Absrtact: Through the analysis of the Web site log, we can well judge the health of our website, and also can see the spider crawl Records and some of the user's behavior records, so that the data for us is undoubtedly a key to enhance the site, can
Through the analysis of the website log, we can very well judge the health of our website, and can also see spiders crawl records and some of the user's behavior records, so that the data for us is undoubtedly a key to enhance the site, you can always let us see the shortcomings of the site, so as to correct. However, today's small series and you share the main spider crawling behavior, I hope to help you webmaster.
(a) The number of spiders visited, the length of stay and the number of crawls.
The following information can be learned about the data mentioned in the three minor series in the small title:
1. Average number of pages per crawl = Total Crawl/number of visits
2, one-page crawl stop = every stay/each crawl
3, average time per stay = Total stay time/number of visits
Above three points from Baidu Encyclopedia.
From these data we can see the Baidu spider in our website active degree, affinity, as well as the depth of our website content crawl and so on valid data. When our site in the total frequency of visits, the time of the spider stay, as well as the degree of crawling the site is high, from these are can see whether our site is the spider's Favorite. And in our single page of the length of the spider stay can also see our article page whether the spider's Favorite.
Tips: If you want to develop a website for a long time, the small part of the proposal that you regularly sorted out the site Data report, so that the development of our website will also have a very good help.
(ii) the Web site Directory Spiders Crawl statistics.

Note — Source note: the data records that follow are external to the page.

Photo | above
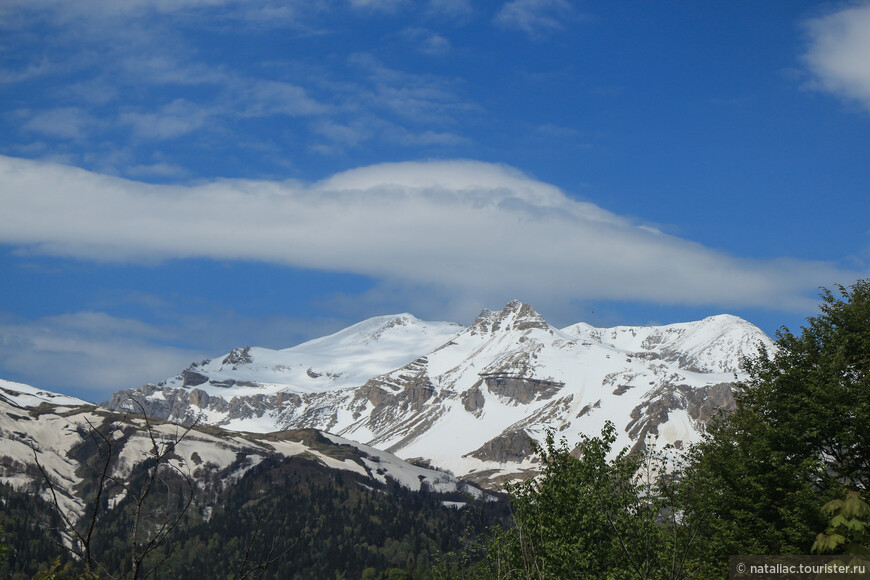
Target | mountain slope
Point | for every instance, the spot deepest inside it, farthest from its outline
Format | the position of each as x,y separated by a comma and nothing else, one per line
471,403
334,506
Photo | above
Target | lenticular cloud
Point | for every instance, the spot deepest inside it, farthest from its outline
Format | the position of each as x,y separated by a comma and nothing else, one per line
466,227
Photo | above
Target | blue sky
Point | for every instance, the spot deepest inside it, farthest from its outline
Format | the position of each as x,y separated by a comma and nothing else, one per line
179,178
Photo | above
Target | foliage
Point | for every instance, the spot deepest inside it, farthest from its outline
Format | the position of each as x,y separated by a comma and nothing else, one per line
157,493
587,516
849,529
799,436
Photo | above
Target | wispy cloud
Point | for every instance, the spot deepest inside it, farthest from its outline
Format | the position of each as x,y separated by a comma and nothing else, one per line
472,228
62,123
89,350
427,41
537,18
839,53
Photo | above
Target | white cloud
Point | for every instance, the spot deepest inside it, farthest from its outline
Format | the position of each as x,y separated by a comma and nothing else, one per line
175,119
378,5
427,41
464,227
459,10
95,354
89,350
537,18
839,53
63,123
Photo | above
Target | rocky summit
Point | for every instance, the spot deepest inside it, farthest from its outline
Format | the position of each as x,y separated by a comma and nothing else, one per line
471,399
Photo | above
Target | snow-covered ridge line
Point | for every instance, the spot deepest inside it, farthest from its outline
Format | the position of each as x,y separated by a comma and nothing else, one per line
50,435
469,399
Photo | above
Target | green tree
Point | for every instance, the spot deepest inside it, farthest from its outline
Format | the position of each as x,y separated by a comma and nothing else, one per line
800,436
587,516
849,529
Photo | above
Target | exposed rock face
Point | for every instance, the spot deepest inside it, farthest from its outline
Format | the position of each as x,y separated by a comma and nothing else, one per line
520,389
193,378
470,401
473,400
510,446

Through the analysis of the website log, can be very good to see which of our directories compared to the love of spiders, spiders often crawl included, and given the ranking weight status. And we can through these data can find a lot of problems, for we want to highlight the column can be pointed through the internal structure, so as to effectively increase the weight of the column and Spiders crawl degree. For those of us who do not want spiders to crawl the page can also be shielded.
(iii) Web page crawl.
Through the daily log analysis statistics, we can see which site pages are more popular with spiders, and can understand spiders in these pages crawl behavior, such as whether spiders crawl some not included in the value of the page, or repeatedly crawled some pages, We all know that this will affect the weight of other pages of our site transmission. For example, small series of site skin column is usually more than the name column crawl diligent, included healthy degree is also better, so small series now regularly in the Name column of the article added into some pictures, not only beautiful but also effective promotion of the Name column article included, so through analysis, we can Shielding spiders Crawl These worthless pages, but also effectively improve the weight of our other pages to transfer, and learn the spider more favorite page advantages to supplement the other pages of the deficiencies.
(iv) Understand whether spiders visit our pages and access the status code of the page.

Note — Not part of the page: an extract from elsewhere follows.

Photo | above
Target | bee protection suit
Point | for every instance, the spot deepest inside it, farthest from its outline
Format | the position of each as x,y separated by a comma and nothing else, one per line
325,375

Many friends of the site home page snapshots are often not normal, the site published articles are often not included, in the face of such a situation we will think spiders have not to our site crawl. At this time we can also through the site log to see whether there are spider IP records can understand whether spiders crawling our site, so that we judge whether the quality of our site is not included in the cause. And also can see the spider visit our Site page status code, such as say 301, 503, 403, when this happens, we do as soon as possible, lest become the site down the right of hidden dangers.
(five) understand the time period of spider crawl.
Through the daily log analysis, you will find something wonderful, that is the spider will be in a specific time every day crawling crawl in the site is very active, when we understand this situation, we can be a specific time to update the content of the site, this can more effectively let spiders crawl our site content, To achieve a second harvest effect.
Summary: If a website wants to develop for a long time, webmaster must learn to analyze the Web site log, so as to understand the health of the site every day, and found that when the abnormal situation even if correct, so that not only the site has a lot of help, but also effective to prevent the site because of these anomalies caused by the right, K and other phenomena.